On a general procedure for constructing confidence sets under partially identified models

Abstract

Partially identified models commonly arise in enormous fields, including but not limited to economics, econometrics and medical science. A model is said to be partially identified when the sampling process and maintained assumptions fail to uniquely reveal the parameter of interest as a singleton. Instead, set-valued objects, referred to as identified sets in the related literature, are derived in general as original targets, based on which estimation and inference procedures are henceforth performed.

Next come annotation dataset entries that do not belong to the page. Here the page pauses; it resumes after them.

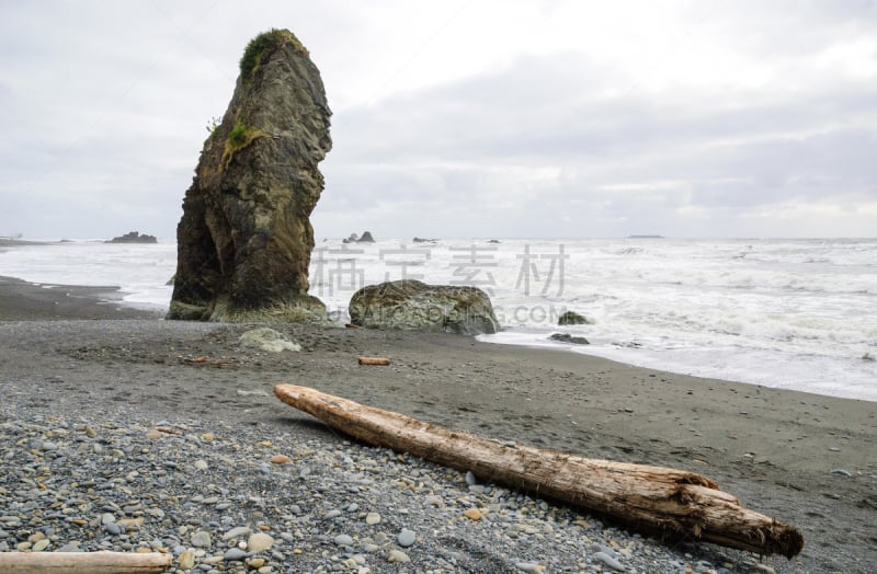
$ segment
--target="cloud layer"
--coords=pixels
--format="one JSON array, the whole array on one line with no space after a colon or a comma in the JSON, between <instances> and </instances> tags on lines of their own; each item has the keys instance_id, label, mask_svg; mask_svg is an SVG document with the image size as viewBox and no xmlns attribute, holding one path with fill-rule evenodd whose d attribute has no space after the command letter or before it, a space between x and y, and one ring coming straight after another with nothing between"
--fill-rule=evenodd
<instances>
[{"instance_id":1,"label":"cloud layer","mask_svg":"<svg viewBox=\"0 0 877 574\"><path fill-rule=\"evenodd\" d=\"M318 237L874 236L877 4L605 4L4 2L0 236L173 237L272 26L334 111Z\"/></svg>"}]
</instances>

Under partial identification settings, a number of algorithms have been developed for statistical inferences with respect to identified sets, with associated asymptotic properties extensively studied in literature. Fruitful results are obtained for special models such as those defined using moment inequalities, yet the problem remains inconvenient outside such restrictive contexts. In Chapter 2 we propose a general confidence procedure which not only generalizes existing algorithms but finds applications to settings as yet unexplored. The main thrust of our proposed procedure lies in the construction of a family of expanding sets labeled by a continuous expansion index. Confidence sets are then built by estimating the expansion index which yields the desired coverage level. Wide choices of expansion indices and their corresponding expanding sets render our procedure flexible and applicable under a rich class of partially identified models.

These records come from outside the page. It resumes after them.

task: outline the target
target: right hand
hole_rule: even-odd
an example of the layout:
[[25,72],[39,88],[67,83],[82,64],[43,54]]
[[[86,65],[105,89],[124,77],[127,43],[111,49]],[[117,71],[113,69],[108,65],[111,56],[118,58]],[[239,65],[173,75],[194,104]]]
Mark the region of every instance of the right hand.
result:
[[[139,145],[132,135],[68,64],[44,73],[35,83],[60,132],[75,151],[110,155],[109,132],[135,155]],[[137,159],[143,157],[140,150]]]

In real implementations, sharp characterization of the identified set is prohibitively complex under various circumstances, making the set-valued object of interest not readily amenable to conventional estimation and inference procedures. In Chapter 3 we introduce as a remedy an outer region strategy, that easy-to-compute supersets are created as surrogates for original targets, at the cost of a loss in the associated identifying power. To fix ideas, we narrow our attention to extremum estimation problems under different types of partial identification settings. Proposed supersets are characterized by a family of lower level sets, based on which we adapt the criterion function approach, originally proposed for partially identified models subject to moment restrictions, to establish a new confidence procedure for the problem under consideration. Though formulated in separate chapters, the general confidence procedure and the outer region approach complement each other, and combine to yield conservative-yet-computationally tractable inferences. We defer a detailed discussion on this matter at the end of Chapter 3.

Performances of the aforesaid schemes are illustrated and evaluated through simulation studies, in Chapters 2 and 3.